- Born: Sika, Cyprus
- Died: c. 912 Cyprus
- Venerated in: Roman Catholic Church, Eastern Orthodox Church
- Feast: 6 November
- Patronage: Prisoners

= Demetrian =

Demetrian (d. 912?) is a saint from Cyprus. In the 9th and 10th centuries, he served the Christian Church as a monk and an abbot, and ultimately as the bishop of the ancient city of Chytri. He is venerated for his apparently miraculous rescue of Christian Cypriots who had been enslaved by Saracen invaders.

==Life==
Contemporary documentation of Demetrian's life is limited to a single manuscript.
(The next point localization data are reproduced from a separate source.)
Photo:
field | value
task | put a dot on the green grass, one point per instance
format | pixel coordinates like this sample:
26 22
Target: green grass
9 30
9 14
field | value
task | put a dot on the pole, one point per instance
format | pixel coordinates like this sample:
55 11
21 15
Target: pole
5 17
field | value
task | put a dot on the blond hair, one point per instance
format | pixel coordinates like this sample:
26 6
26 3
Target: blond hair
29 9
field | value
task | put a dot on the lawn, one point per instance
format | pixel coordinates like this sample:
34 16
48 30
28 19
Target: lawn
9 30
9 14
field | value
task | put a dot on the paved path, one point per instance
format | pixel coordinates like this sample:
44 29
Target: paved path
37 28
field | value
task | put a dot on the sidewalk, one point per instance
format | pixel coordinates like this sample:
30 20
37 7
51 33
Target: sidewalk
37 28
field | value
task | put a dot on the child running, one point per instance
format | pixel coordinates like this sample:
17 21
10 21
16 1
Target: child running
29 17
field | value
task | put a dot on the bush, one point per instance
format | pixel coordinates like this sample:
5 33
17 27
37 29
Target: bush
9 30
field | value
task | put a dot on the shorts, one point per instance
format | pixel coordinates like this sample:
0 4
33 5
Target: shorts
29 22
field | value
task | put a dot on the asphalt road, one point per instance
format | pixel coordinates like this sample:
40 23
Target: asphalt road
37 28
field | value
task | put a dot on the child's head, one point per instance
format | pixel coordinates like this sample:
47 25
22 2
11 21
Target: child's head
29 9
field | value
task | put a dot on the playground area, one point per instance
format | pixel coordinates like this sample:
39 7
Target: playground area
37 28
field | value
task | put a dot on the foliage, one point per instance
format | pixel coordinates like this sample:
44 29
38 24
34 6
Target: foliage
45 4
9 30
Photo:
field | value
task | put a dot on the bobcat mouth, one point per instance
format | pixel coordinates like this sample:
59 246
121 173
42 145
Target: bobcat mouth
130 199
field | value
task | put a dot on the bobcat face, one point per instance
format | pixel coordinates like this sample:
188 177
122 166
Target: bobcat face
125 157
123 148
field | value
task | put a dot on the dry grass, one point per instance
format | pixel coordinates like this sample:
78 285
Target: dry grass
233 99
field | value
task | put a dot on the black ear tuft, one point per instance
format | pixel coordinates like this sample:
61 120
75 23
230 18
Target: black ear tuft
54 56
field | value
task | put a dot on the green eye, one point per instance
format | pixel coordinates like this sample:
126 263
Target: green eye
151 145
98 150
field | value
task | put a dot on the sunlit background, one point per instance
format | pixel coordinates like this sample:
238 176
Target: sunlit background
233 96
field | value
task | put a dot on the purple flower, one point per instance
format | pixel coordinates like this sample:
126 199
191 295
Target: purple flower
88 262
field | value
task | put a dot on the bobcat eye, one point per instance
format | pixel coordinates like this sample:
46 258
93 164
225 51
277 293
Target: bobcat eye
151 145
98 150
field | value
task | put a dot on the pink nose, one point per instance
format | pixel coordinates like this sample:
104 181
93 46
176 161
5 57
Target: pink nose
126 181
Complicating his record, he has at times been called by the common names Demetrio or Demetrius. The lone manuscript holds that Demetrian was the son of a priest, born in a small village named Sika in medieval Cyprus. As a young man, he wed a woman who died only a few months after marriage. After her death, he devoted himself to the Christian Church.

Demetrian served in a monastery dedicated to Saint Anthony, and he was eventually ordained as that institution's abbot, or hegoumenos, a position he is said to have held for forty years. Church leaders then elevated him to bishop of the city of Chytri, but at first he resisted the appointment. Not wanting to exchange his quiet monastic life for a busy episcopal office in the city, he is said to have fled, and was hidden in a cave by a friend. Ultimately, however, his friend became uncomfortable with the situation, and Demetrian was convinced to return to the city and embrace his appointment. He served as bishop of Chytri for some twenty-five years, from 885 until his death, and is acknowledged by the Catholic Encyclopedia as that office's most famous inhabitant.

Near the end of his life, Demetrian saw Cyprus overrun by Saracen invaders. Many Christians were taken captive and marched toward Baghdad to become slaves. Despite his advanced age, Demetrian followed them on the road and pleaded desperately for their release. Seemingly miraculously, the Saracens were persuaded and they released the captives to him.

==Legacy==
A longstanding devotional following of Saint Demetrian continues through the present day in Cyprus. His annual feast day is celebrated on 6 November.

Venerated as a patron saint of prisoners, Demetrian is also invoked in a more general fashion by a preamble to Catholic prayer: "Loving Father, through the intercession of Saint Demetrian, rescue me from the anxieties that hold me captive".